En prévision des élections d'octobre, l'Ukraine vit une atmosphère de bruits et d'angoisses, attisée par les déclarations émanant des structures de force selon lesquelles celles-ci n'admettront pas de déstabilisation. Ce qui, à leur tour, renforce les peurs.

En tout état de cause, comparée au climat qui prévaut en Russie à la veille de toute élection présidentielle, la situation en Ukraine est de loin plus tendue. Et cela est normal car, en Russie, le bilan du scrutin est prévisible : invariablement, l'élection est remportée par le président sortant. Or en Ukraine, aujourd'hui, la victoire de l'opposition est fort probable.

Le problème est ailleurs : les prochaines élections ukrainiennes provoquent en Russie plus d'émotions qu'il ne se doit car, tout compte fait, elles auront lieu dans un pays étranger, aussi proche qu'il soit. Mais l'engagement de Moscou dans la campagne du côté de Viktor Yanoukovitch, désigné par Leonid Koutchma comme son héritier, est tellement important que la Russie ait même accepté des pertes économiques directes, en mesure toutefois de gagner de nouveaux électeurs à la cause du premier ministre ukrainien en place. Au cours de la récente rencontre à Sotchi à la mi-août entre Vladimir Poutine et Leonid Koutchma, qui s'est déroulée en présence du "dauphin", le président russe a fait à Kiev un impressionnant cadeau d'un coût de 800 millions de dollars. Ce sera la TVA annuelle sur les livraisons russes de pétrole et de gaz qui restera désormais dans le budget ukrainien.

A Moscou, on explique ce soutien à Yanoukovitch par le fait qu'il est un candidat prorusse, alors que son rival principal, le leader de l'opposition Viktor Youchtchenko, y est vu comme un candidat pro-occidental : en cas de victoire de ce dernier l'Ukraine "partira". Explication vraie et fausse à la fois. Fausse, parce qu'en Ukraine, la lutte n'est pas menée au niveau de l'orientation de politique extérieure car, entre Yanoukovitch et Youchtchenko, il n'y a pas, au fond, de différences fondamentales en la matière. Si les élections sont remportées par le chef du gouvernement en place, son premier geste sera de venir à Washington où, tout comme son prédécesseur Leonid Koutchma, il dira que l'intégration ukrainienne dans l'Union européenne et l'OTAN a été et reste l'objectif stratégique de Kiev. En cas de victoire de Youchtchenko, son premier voyage étranger pourrait bien être à Moscou. Aucune "grande lutte" entre l'Occident et la Russie ne se déroule pas sur les étendues de la CEI. Pourtant, l'Ukraine "partira" en cas de victoire de Youchtchenko. Elle "partira" non à la cause de la victoire de la ligne pro-occidentale, mais en raison de l'affirmation en Ukraine d'un système politique de type européen et occidental, et non russe ou "façon CEI".

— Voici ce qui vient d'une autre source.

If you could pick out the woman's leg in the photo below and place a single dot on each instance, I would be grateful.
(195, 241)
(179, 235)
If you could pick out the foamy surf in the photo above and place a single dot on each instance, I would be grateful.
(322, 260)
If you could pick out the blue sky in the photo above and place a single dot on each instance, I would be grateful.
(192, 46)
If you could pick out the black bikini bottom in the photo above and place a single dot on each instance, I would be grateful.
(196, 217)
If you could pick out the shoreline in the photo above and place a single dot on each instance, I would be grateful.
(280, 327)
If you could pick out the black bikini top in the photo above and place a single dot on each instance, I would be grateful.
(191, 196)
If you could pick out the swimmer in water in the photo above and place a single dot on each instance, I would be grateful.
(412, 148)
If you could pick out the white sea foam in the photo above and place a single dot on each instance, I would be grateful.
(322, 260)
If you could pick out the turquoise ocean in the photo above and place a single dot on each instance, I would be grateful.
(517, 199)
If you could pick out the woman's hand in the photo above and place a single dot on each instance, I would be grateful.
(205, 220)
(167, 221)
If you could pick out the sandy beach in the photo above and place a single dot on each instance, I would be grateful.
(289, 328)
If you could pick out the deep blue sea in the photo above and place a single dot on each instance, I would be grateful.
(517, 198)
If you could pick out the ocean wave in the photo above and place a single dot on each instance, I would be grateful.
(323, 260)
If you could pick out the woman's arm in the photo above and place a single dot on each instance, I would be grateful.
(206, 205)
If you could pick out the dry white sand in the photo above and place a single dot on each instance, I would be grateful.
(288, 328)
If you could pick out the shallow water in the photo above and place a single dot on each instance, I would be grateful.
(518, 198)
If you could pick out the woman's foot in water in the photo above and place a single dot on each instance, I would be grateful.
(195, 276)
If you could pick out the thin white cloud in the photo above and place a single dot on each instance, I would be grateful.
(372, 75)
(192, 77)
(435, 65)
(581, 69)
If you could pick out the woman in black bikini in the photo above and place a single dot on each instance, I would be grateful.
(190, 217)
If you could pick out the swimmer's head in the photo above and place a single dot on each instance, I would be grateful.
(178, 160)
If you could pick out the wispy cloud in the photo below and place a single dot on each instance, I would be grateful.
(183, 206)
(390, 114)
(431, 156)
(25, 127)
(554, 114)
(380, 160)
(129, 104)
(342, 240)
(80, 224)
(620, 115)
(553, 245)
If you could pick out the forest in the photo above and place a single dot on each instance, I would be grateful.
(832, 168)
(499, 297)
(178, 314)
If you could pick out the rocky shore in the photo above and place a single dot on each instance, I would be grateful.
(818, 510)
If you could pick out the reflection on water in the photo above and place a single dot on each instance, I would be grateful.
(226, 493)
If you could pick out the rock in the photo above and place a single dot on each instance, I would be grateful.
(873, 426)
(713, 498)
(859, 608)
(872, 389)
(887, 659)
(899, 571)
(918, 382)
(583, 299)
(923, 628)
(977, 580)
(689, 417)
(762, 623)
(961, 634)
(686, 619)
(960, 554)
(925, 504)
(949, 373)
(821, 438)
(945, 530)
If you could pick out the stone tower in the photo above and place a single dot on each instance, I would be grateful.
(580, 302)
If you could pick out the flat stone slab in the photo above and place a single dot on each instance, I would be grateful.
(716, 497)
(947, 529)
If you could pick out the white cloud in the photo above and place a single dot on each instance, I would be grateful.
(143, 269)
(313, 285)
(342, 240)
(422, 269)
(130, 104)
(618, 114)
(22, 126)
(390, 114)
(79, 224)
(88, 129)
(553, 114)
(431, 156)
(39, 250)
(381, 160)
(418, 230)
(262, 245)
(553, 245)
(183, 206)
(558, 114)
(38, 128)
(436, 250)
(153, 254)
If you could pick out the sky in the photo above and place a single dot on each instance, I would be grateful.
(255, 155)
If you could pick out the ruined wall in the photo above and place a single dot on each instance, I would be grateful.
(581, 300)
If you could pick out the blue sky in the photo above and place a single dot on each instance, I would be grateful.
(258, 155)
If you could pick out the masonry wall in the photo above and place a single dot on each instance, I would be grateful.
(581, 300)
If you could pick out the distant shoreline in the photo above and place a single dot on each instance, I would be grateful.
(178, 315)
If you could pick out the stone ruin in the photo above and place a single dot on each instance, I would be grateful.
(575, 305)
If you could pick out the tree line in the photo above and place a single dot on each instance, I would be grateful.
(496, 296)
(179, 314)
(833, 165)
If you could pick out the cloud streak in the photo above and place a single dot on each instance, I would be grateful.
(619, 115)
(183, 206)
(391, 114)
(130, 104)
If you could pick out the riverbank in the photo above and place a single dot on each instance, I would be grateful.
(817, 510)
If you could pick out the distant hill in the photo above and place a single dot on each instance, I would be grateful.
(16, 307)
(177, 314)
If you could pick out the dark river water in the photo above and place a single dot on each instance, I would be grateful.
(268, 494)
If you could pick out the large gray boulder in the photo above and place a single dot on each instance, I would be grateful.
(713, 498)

La portée historique du prochain scrutin ukrainien s'explique donc non pas par la possibilité de la victoire d'un candidat pro-occidental mais bien par la possibilité de la victoire de l'opposition. Et aussi par le fait qu'il s'agira déjà d'une deuxième victoire électorale de l'opposition en Ukraine. Cela signifiera qu'un système politique qui consacre la rotation du pouvoir s'est affermi en Ukraine. Voilà qui effraie l'élite au pouvoir en Russie. C'est cela, et non un penchant "pro-occidental" de Youchtchenko, qui rendra l'intégration de l'Ukraine dans les structures occidentales possible et même inévitable et portera un coup dur à la CEI.

Car les régimes politiques des pays de la CEI, outre la Moldavie, sont tous pareils. Ce sont des régimes des présidents "sans alternative", qui édifient les systèmes excluant la victoire de l'opposition. Les méthodes sont différentes, mais les résultats les mêmes. Dans son histoire post-soviétique déjà assez longue, la CEI a connu seulement deux victoires de l'opposition aux élections présidentielles. Les deux remontent à 1994. L'une en Biélorussie, l'autre en Ukraine.

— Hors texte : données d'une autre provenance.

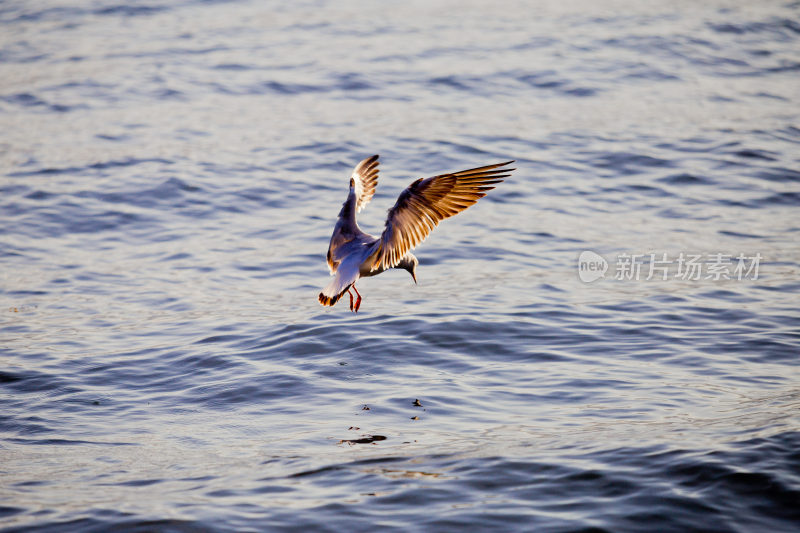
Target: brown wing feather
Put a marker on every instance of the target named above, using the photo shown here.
(425, 203)
(365, 176)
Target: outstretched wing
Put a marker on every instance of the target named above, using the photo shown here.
(365, 176)
(425, 203)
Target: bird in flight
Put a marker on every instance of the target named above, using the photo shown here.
(353, 254)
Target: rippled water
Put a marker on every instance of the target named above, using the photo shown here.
(171, 173)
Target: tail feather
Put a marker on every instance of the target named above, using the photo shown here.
(331, 300)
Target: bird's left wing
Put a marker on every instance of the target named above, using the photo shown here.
(425, 203)
(365, 176)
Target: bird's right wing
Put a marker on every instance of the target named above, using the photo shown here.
(365, 176)
(425, 203)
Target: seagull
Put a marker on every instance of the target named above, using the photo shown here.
(353, 254)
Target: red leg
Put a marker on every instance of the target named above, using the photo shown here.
(358, 299)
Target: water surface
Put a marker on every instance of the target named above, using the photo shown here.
(169, 177)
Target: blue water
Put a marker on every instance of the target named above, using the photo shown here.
(170, 174)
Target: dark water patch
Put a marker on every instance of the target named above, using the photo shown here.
(755, 154)
(782, 198)
(784, 28)
(28, 100)
(67, 442)
(740, 234)
(94, 166)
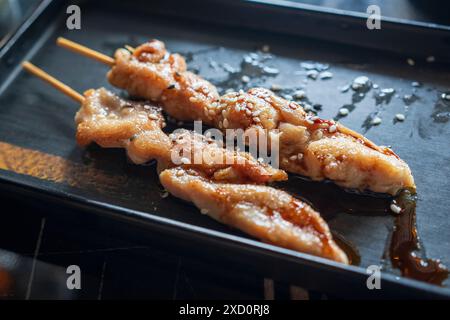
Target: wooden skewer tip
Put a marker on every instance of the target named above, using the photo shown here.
(83, 50)
(31, 68)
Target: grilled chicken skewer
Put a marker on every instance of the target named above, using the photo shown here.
(261, 211)
(310, 146)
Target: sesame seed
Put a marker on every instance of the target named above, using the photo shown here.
(376, 121)
(275, 87)
(185, 160)
(265, 48)
(165, 194)
(326, 75)
(395, 208)
(299, 94)
(270, 70)
(318, 134)
(332, 129)
(344, 112)
(245, 79)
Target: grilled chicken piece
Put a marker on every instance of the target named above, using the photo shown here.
(268, 214)
(110, 121)
(192, 150)
(309, 146)
(198, 169)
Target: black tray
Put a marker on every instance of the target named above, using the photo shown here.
(34, 116)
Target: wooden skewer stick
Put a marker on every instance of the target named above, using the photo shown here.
(31, 68)
(78, 48)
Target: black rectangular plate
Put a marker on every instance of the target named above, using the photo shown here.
(36, 117)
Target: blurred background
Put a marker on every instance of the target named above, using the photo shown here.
(129, 261)
(13, 12)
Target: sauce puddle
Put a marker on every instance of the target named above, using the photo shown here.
(405, 250)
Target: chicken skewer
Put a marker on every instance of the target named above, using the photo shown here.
(310, 146)
(268, 214)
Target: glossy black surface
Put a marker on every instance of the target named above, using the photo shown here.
(32, 115)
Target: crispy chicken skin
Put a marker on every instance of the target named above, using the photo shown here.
(110, 121)
(220, 164)
(225, 182)
(268, 214)
(309, 146)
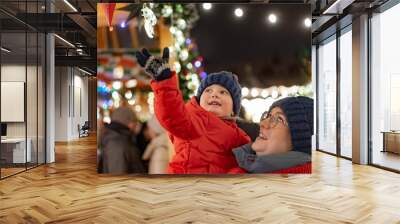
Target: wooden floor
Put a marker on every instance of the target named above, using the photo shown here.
(70, 191)
(387, 159)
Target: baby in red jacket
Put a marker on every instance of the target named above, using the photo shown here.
(203, 130)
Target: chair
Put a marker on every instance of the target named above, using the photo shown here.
(84, 130)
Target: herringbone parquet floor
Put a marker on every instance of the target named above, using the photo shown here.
(70, 191)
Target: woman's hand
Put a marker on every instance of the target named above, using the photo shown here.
(156, 67)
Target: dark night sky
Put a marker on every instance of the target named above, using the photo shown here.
(260, 53)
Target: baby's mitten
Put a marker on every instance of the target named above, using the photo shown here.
(156, 67)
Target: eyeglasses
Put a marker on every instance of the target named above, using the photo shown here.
(273, 119)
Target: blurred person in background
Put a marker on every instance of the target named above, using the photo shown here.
(119, 152)
(157, 151)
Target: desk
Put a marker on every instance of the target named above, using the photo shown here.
(13, 150)
(391, 141)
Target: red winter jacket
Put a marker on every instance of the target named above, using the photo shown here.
(203, 142)
(300, 169)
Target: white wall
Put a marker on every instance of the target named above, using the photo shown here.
(71, 102)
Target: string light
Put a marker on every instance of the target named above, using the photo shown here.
(117, 85)
(272, 18)
(207, 6)
(307, 22)
(238, 12)
(245, 91)
(123, 25)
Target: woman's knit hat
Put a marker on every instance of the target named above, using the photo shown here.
(229, 81)
(299, 112)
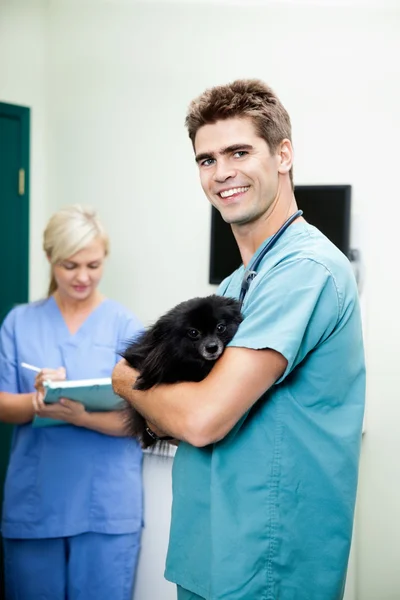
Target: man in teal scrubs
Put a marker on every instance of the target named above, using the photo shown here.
(265, 476)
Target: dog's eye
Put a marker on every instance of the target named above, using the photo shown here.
(194, 334)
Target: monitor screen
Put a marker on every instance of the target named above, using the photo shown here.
(325, 206)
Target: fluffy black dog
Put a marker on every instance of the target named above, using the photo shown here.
(183, 345)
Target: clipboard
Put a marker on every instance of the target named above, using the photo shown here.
(96, 395)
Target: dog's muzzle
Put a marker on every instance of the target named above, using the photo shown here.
(211, 348)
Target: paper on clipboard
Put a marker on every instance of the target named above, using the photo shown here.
(94, 394)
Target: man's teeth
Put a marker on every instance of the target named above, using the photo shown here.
(233, 191)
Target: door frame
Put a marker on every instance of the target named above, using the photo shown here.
(22, 113)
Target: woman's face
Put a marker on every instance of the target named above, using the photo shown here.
(78, 276)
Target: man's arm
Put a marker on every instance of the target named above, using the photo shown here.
(203, 413)
(16, 409)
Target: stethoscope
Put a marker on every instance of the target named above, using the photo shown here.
(251, 272)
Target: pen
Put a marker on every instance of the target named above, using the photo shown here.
(31, 367)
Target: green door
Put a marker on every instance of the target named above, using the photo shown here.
(14, 233)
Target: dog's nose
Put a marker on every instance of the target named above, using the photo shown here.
(212, 348)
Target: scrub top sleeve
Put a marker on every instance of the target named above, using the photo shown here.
(291, 309)
(8, 356)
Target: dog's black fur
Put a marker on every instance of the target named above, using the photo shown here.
(183, 345)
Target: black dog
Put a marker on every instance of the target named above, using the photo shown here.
(182, 345)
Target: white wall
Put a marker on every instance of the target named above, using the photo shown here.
(119, 77)
(23, 79)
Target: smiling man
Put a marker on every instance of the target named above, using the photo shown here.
(265, 476)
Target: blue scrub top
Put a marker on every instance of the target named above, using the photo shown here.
(268, 511)
(66, 480)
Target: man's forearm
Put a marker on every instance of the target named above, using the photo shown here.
(110, 423)
(204, 412)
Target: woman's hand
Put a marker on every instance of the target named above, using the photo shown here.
(49, 375)
(66, 410)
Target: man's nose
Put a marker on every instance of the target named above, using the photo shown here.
(223, 171)
(83, 275)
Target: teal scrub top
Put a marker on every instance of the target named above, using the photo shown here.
(267, 513)
(65, 480)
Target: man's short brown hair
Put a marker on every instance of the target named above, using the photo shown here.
(242, 98)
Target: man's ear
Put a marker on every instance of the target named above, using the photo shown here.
(285, 154)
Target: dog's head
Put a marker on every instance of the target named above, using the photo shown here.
(204, 326)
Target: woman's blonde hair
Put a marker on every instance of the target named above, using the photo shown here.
(68, 231)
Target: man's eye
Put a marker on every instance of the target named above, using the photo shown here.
(194, 334)
(207, 162)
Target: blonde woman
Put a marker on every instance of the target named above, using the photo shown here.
(72, 513)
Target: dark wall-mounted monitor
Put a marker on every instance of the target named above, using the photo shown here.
(328, 207)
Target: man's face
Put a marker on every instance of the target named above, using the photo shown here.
(238, 173)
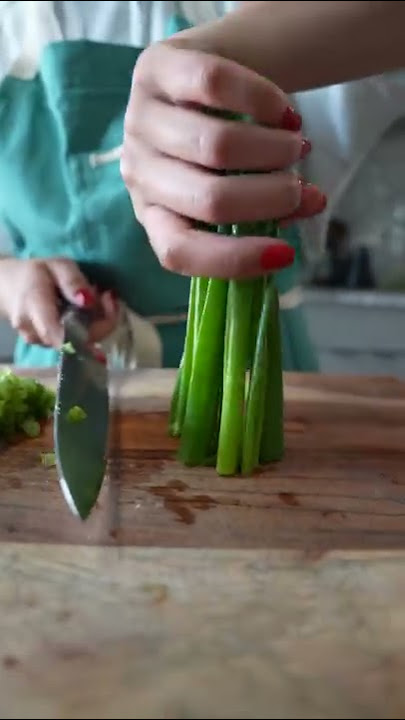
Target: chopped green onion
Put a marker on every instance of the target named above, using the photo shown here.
(76, 414)
(48, 459)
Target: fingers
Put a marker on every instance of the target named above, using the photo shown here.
(105, 326)
(186, 251)
(71, 282)
(188, 135)
(193, 193)
(43, 312)
(184, 76)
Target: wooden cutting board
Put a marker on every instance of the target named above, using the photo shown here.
(191, 596)
(341, 484)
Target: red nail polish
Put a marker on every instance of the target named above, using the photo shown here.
(85, 298)
(277, 256)
(306, 148)
(291, 120)
(100, 356)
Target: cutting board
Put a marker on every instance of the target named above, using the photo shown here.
(341, 484)
(187, 595)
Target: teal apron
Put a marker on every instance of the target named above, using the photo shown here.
(59, 198)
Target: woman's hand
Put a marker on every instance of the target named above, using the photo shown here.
(28, 297)
(173, 155)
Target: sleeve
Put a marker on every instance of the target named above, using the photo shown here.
(25, 29)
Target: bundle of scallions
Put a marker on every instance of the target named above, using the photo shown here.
(227, 405)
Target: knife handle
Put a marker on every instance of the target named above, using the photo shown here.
(86, 316)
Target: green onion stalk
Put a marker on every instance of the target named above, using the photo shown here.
(227, 405)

Deux vainqueurs, le Biélorusse Alexandre Loukachenko et l'Ukrainien Leonid Koutchma, se sont mis, au lendemain de leurs victoires, à faire tout leur possible pour que la voie, par laquelle ils étaient arrivés au pouvoir, ne soit jamais répétée par personne. L'un d'eux, le président biélorusse, y a réussi. L'autre, Leonid Koutchma, semble échouer dans son entreprise. L'Ukraine est un "maillon faible dans la chaîne de la CEI", et son président n'a pas réussi à édifier un système pareil aux systèmes russe, biélorusse ou centrasiatiques. Il a déjà renoncé à l'idée d'un troisième mandat présidentiel et ne pense en réalité qu'à assurer la victoire de l'homme qui lui garantira l'absence de poursuites judiciaires. Et même cela n'est pas certain. L'Ukraine est donc "prête" à passer à la démocratie, à renoncer au système dans lequel les Constitutions peuvent changer alors que le chef de l'Etat reste toujours le même, et à mettre en place un système où les Constitutions sont immuables et le pouvoir change en fonction des victoires électorales des forces politiques différentes.

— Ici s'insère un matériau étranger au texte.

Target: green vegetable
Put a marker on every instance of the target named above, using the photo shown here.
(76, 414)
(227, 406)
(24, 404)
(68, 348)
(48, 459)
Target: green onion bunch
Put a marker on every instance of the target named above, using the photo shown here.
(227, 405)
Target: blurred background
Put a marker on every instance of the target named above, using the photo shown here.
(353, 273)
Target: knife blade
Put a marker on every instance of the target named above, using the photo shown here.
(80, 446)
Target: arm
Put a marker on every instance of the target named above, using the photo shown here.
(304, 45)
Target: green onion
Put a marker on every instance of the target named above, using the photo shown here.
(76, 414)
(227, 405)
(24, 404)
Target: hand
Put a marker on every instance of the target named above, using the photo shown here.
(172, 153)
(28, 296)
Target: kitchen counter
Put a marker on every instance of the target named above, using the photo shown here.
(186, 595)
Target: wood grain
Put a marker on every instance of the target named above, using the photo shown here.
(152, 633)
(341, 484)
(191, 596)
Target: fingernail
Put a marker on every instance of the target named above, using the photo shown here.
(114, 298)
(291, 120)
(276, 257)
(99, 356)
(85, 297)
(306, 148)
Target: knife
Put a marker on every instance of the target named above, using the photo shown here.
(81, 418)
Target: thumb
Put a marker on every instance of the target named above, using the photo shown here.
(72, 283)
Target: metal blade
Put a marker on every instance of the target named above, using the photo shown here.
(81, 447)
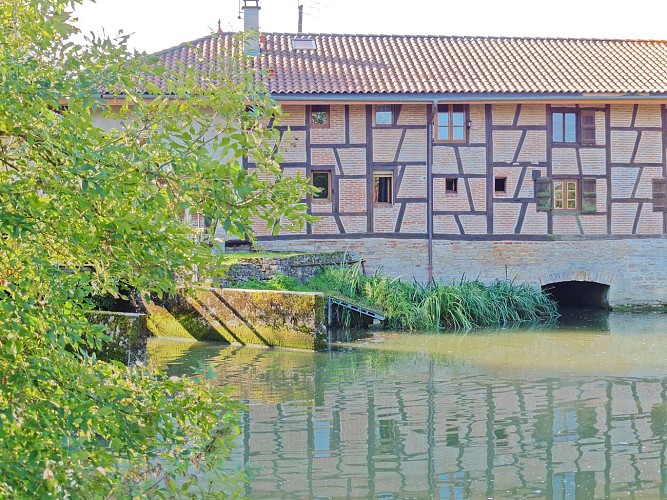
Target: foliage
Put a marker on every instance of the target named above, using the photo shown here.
(91, 192)
(463, 305)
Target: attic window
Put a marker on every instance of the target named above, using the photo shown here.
(303, 43)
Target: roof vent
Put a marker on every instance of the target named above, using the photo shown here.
(303, 43)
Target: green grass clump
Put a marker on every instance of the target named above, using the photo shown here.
(412, 306)
(278, 282)
(464, 305)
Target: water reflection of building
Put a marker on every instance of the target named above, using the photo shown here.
(430, 430)
(389, 424)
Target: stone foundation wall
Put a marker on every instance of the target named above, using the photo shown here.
(302, 267)
(635, 269)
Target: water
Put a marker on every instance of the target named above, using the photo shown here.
(575, 411)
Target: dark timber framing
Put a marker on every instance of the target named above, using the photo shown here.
(476, 212)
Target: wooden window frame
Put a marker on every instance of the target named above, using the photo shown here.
(450, 111)
(322, 108)
(454, 182)
(388, 175)
(577, 194)
(577, 126)
(392, 108)
(500, 178)
(584, 127)
(329, 181)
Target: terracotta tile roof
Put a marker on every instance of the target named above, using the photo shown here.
(383, 64)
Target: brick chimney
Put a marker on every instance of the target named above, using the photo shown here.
(251, 24)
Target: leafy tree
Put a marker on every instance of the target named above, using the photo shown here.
(91, 192)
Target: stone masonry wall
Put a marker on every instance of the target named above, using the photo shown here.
(245, 317)
(635, 269)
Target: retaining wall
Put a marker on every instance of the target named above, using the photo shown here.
(245, 317)
(128, 332)
(635, 269)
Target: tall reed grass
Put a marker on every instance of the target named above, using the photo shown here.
(464, 305)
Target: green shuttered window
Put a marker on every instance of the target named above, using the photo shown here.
(660, 194)
(566, 195)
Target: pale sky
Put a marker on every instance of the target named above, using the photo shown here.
(160, 24)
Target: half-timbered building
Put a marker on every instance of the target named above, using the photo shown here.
(437, 157)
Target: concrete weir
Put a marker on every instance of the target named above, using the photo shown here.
(243, 317)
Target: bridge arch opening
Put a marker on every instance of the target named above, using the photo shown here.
(579, 294)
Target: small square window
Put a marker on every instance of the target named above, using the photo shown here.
(384, 114)
(382, 188)
(451, 123)
(564, 124)
(322, 181)
(319, 116)
(451, 185)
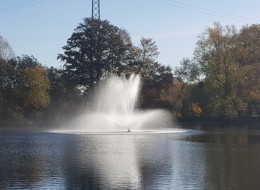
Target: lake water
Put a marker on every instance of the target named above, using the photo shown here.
(202, 158)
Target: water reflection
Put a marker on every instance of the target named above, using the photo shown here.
(215, 159)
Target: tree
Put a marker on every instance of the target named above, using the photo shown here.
(216, 53)
(95, 47)
(156, 77)
(189, 71)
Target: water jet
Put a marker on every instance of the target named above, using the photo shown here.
(115, 110)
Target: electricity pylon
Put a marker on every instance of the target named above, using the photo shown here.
(96, 9)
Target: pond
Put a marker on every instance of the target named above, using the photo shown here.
(202, 158)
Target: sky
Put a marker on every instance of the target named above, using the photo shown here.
(41, 27)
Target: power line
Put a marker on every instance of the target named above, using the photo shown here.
(21, 5)
(203, 10)
(234, 6)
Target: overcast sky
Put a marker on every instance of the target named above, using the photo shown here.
(41, 27)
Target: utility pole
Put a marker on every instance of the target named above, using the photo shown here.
(96, 9)
(94, 62)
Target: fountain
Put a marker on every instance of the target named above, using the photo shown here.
(114, 110)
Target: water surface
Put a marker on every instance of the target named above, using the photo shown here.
(202, 158)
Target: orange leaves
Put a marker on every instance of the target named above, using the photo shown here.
(196, 109)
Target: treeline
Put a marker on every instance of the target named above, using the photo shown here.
(32, 94)
(220, 82)
(222, 79)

Mais en quoi la Russie pourrait en être touchée ?

Premièrement, parce que tout ce qui se passe dans tout pays de la CEI exerce sur ses voisins, en raison d'une proximité historique, géographique et culturelle, des effets de loin plus importants que les événements se déroulant en dehors de la Communauté. Surtout, cela se rapporte aux trois pays slaves orientaux.

Deuxièmement, l'existence de la CEI est psychologiquement très importante pour la Russie. Dans une certaine mesure, la Communauté qui entoure la Russie représente une alternative aux alliances qui existent en Occident.

Ce qui caractérise aussi la Communauté des Etats indépendants, c'est la ressemblance des régimes politiques qui s'entraident dans la lutte contre les oppositions. Aussi grande que soit l'aspiration des présidents de la CEI à se rapprocher de l'Occident, le caractère de leur pouvoir impose des limites à ce mouvement et, dès que leur pouvoir est menacé, ils tournent invariablement leurs regards vers Moscou. Youchtchenko ne projette pas de quitter la CEI, mais l'Ukraine, où le pouvoir sera élu réellement, verra se rompre les fils de sa dépendance vis-à-vis de la CEI et de la Russie. Son appartenance à la Communauté deviendra formelle et le pays verra s'ouvrir devant soi la voie, aussi longue et difficile qu'elle soit, de l'intégration dans les structures occidentales.

La portée des élections présidentielles en Ukraine réside également dans le fait que celles-ci reflètent une régularité historique. Tôt ou tard, tout pays s'engageant dans la voie de la démocratisation, l'Ukraine comme la Russie et les autres pays de la Communauté, passe inévitablement au système des élections démocratiques réelles. (Le point de vue de l'auteur pourrait ne pas correspondre à celui de la rédaction).